Women raised daughters, who themselves pursued careers, as women represented an increasingly larger percentage of the workforce. At the same time, working wives and mothers struggled to balance their increasing demands.

A fissure was developing in families as women were finding life was possible without a man, even within a family. Lyndon Johnson’s Great Society inadvertently contributed to that notion by extending welfare benefits to single mothers – a worthy and laudable action that contributed to the trend of the weeding of men from the home. Unwanted and unneeded, men began to lose their way, succumbing often to irresponsibility as their responsibilities waned.

In this climate of independence, feminism was born (though through legalized abortion, babies were not), and divorce escalated. The traditional family was no longer necessarily the norm. Families grew smaller, government grew bigger, and the rest, well, is history.

Am I saying that women shouldn’t work? Obviously not, or I – as a wife and mother who writes for profit – would be the world’s greatest hypocrite. In fact, the Bible elevates the working woman. Proverbs 31, the chapter with which every Christian woman has a love-hate relationship, describes a virtuous and ever-industrious wife:

A wife of noble character who can find? She is worth far more than rubies. Her husband has full confidence in her and lacks nothing of value. She brings him good, not harm, all the days of her life. She selects wool and flax and works with eager hands. She is like the merchant ships, bringing her food from afar. She gets up while it is still dark; she provides food for her family and portions for her servant girls. She considers a field and buys it; out of her earnings she plants a vineyard. She sets about her work vigorously; her arms are strong for her tasks. She sees that her trading is profitable, and her lamp does not go out at night. In her hand she holds the distaff and grasps the spindle with her fingers. She opens her arms to the poor and extends her hands to the needy. When it snows, she has no fear for her household, for all of them are clothed in scarlet. She makes coverings for her bed; she is clothed in fine linen and purple. . . . She watches over the affairs of her household and does not eat the bread of idleness.

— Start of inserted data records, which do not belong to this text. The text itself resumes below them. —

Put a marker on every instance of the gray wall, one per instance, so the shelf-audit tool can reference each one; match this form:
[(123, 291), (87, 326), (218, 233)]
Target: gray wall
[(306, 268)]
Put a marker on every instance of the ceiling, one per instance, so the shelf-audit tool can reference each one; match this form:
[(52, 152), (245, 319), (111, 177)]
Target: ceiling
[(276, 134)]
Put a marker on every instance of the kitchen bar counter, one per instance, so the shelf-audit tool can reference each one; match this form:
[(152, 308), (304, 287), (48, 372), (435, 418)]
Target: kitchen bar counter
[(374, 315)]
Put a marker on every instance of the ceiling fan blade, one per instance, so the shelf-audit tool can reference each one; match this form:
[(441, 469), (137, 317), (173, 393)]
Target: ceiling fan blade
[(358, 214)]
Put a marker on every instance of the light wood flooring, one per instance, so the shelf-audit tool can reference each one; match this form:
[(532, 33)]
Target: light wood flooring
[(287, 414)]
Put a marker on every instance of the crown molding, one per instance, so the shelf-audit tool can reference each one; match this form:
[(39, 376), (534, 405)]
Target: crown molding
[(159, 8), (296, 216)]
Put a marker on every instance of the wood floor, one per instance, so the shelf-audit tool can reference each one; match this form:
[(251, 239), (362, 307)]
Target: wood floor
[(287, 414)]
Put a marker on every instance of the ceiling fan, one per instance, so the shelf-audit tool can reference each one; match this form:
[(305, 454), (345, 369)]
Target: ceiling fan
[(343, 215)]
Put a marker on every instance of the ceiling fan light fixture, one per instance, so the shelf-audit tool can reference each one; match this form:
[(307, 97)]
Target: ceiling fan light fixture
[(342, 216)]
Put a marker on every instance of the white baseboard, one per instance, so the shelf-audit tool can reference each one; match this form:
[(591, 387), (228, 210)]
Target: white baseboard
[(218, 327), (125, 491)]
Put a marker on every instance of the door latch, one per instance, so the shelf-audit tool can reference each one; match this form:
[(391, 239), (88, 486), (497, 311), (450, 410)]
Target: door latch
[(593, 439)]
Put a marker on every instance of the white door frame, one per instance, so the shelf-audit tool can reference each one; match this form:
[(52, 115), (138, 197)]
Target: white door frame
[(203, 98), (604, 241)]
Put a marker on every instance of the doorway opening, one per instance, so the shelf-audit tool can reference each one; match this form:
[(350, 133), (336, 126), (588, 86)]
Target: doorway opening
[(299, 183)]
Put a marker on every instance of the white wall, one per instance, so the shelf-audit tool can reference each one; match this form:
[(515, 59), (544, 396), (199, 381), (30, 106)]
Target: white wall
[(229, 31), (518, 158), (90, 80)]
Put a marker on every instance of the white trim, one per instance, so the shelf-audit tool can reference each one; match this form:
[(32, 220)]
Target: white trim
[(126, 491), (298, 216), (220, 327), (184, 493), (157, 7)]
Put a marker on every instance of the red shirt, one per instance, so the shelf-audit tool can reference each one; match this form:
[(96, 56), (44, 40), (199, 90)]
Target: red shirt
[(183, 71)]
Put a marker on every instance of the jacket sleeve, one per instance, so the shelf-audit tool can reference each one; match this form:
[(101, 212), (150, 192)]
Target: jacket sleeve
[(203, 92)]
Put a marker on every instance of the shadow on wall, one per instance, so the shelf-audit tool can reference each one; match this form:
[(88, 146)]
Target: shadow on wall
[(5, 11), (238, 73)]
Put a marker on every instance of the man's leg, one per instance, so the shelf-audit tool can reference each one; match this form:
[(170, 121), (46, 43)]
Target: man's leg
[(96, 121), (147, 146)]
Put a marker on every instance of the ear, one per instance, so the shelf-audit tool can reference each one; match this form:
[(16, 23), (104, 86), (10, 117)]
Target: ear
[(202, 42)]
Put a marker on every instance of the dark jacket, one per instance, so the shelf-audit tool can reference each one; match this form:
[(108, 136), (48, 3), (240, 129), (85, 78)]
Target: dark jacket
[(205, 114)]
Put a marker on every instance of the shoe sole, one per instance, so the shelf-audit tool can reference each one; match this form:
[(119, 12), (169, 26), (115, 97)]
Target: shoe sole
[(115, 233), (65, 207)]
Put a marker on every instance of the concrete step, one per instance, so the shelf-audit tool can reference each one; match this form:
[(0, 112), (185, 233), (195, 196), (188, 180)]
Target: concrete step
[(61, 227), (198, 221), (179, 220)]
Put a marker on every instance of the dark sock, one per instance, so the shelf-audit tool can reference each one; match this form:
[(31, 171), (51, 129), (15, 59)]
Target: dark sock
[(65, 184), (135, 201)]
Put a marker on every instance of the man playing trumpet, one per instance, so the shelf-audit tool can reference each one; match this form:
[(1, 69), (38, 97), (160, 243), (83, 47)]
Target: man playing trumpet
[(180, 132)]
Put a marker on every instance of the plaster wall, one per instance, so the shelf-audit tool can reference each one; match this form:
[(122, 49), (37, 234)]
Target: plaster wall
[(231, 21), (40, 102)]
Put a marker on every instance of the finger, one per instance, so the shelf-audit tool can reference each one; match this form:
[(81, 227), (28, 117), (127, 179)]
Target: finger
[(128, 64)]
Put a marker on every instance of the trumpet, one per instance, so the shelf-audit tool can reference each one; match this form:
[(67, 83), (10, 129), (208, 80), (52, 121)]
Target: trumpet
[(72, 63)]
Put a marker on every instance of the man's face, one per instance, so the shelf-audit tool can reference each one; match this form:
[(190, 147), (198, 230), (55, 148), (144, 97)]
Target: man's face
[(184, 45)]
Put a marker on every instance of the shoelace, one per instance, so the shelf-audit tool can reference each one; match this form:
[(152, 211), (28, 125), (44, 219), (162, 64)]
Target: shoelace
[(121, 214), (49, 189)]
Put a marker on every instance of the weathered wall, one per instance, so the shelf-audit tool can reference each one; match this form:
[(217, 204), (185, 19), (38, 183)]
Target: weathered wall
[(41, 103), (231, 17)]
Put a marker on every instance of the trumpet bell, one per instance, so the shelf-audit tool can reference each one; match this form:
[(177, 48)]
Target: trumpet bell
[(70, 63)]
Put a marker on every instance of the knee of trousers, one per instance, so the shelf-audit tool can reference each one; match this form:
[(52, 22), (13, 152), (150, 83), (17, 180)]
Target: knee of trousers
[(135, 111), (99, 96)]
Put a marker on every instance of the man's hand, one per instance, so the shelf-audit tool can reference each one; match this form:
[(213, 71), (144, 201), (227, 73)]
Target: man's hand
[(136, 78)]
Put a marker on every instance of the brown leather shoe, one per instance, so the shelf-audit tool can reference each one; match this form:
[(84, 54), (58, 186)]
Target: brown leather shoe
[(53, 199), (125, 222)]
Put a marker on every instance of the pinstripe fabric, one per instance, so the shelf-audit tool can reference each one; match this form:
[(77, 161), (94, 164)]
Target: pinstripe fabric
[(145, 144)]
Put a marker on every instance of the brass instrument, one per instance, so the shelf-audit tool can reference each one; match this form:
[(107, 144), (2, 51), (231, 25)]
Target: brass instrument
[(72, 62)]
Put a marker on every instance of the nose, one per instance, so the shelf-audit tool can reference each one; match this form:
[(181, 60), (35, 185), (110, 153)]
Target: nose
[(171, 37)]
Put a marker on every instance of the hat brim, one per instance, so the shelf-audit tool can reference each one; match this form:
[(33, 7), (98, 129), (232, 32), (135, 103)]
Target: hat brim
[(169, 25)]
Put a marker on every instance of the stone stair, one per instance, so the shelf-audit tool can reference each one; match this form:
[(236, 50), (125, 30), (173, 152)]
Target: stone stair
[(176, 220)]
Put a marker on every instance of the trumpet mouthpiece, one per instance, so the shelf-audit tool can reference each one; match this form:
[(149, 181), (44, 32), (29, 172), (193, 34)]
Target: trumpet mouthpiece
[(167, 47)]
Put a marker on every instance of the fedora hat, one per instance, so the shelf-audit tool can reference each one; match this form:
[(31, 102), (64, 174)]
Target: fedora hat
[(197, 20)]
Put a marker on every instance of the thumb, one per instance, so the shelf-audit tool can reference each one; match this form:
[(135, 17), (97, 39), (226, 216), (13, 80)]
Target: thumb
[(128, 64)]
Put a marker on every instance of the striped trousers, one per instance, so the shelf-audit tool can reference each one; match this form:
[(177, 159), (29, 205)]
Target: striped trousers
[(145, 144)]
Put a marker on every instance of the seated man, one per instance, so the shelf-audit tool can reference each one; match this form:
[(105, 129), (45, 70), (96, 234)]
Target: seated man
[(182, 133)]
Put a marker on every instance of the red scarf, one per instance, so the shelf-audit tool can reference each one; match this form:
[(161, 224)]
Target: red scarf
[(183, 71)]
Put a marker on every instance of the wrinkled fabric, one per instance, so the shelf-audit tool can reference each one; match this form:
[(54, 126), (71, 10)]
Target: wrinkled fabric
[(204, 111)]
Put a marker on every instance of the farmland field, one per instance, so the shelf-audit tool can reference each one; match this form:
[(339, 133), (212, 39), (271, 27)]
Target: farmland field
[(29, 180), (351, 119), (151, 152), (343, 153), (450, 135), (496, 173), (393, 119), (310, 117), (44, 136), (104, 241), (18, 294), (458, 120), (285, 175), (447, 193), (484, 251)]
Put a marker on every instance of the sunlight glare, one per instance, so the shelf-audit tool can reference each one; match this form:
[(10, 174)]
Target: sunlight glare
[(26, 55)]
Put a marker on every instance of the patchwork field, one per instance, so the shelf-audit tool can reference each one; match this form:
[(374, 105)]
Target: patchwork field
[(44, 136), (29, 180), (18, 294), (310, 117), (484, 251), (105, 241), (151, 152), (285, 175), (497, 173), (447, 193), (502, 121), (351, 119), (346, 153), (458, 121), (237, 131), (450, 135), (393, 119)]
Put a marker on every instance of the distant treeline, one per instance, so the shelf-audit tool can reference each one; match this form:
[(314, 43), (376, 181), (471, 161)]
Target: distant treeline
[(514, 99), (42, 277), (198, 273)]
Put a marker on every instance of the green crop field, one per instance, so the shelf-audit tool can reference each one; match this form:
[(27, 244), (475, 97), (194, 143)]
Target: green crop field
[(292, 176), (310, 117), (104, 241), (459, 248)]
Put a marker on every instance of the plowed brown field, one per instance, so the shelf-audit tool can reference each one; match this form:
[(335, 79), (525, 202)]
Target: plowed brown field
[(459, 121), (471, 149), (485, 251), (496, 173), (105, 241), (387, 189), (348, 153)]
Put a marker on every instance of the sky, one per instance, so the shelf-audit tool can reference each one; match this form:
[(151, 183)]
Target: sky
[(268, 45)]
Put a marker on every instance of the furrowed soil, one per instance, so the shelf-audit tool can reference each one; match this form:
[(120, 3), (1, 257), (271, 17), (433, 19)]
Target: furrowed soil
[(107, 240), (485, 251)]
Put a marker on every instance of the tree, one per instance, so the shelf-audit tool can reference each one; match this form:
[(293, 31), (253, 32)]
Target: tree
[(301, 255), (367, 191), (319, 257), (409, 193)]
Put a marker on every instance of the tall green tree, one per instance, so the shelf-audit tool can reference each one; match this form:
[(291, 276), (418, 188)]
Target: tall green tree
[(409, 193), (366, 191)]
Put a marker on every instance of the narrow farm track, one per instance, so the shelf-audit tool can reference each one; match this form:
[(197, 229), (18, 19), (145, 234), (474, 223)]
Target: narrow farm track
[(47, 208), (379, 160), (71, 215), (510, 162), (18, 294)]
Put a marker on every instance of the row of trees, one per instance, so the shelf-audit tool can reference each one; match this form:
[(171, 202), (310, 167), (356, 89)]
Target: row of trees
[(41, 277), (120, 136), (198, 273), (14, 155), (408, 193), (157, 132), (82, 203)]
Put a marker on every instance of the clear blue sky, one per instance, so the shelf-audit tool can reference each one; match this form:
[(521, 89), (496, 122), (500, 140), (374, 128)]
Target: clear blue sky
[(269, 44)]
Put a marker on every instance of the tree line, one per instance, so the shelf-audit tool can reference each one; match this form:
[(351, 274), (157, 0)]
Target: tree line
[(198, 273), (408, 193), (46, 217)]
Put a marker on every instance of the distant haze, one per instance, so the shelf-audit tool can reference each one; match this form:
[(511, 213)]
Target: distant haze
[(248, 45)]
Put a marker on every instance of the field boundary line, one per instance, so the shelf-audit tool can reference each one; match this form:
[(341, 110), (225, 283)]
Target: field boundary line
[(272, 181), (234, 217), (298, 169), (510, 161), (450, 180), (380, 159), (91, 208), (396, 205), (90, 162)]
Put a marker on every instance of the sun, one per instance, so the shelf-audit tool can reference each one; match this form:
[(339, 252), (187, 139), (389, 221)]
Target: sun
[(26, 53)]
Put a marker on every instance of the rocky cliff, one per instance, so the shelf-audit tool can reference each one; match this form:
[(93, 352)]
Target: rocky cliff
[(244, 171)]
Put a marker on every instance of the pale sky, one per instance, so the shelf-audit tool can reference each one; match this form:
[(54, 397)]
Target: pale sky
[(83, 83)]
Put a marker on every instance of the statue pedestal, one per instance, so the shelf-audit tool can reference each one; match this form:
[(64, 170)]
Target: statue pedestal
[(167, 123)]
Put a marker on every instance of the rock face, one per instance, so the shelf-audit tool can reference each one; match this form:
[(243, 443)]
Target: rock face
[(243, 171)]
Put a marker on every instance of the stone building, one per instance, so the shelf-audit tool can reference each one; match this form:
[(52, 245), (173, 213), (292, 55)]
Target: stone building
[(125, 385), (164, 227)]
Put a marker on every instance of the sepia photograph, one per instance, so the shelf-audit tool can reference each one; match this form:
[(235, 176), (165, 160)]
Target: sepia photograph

So let’s look at this in order: This woman is a merchant, a weaver, a cook, a real estate agent, a farmer, a benefactor and a seamstress. That sounds a lot like a working woman to me. However, what’s different is her focus: She keeps her fingers on the pulse of her home, which she alone manages. She alone tends to the needs of her husband and children. She is the core of her home, and home would not be home without her.

Before you launch hate mail my way, remember I’m simply citing history and Scripture. But perhaps it’s time that our broken society gave heed to that biblical model, especially in these days of telecommuting. Not every woman in our society can work primarily from home, of course, but some can. How would our families be different if women once again made home their first priority? Let’s hope we can find out within our lifetime before our society completely crumbles.

One thought on “The Void in Our Homes

  1. Dennis says:

    I hate to sound like a pessimist, but I’m afraid it’s too late. Indeed, God can turn things around, but that would only be through repentance; and I don’t see that occurring any time soon.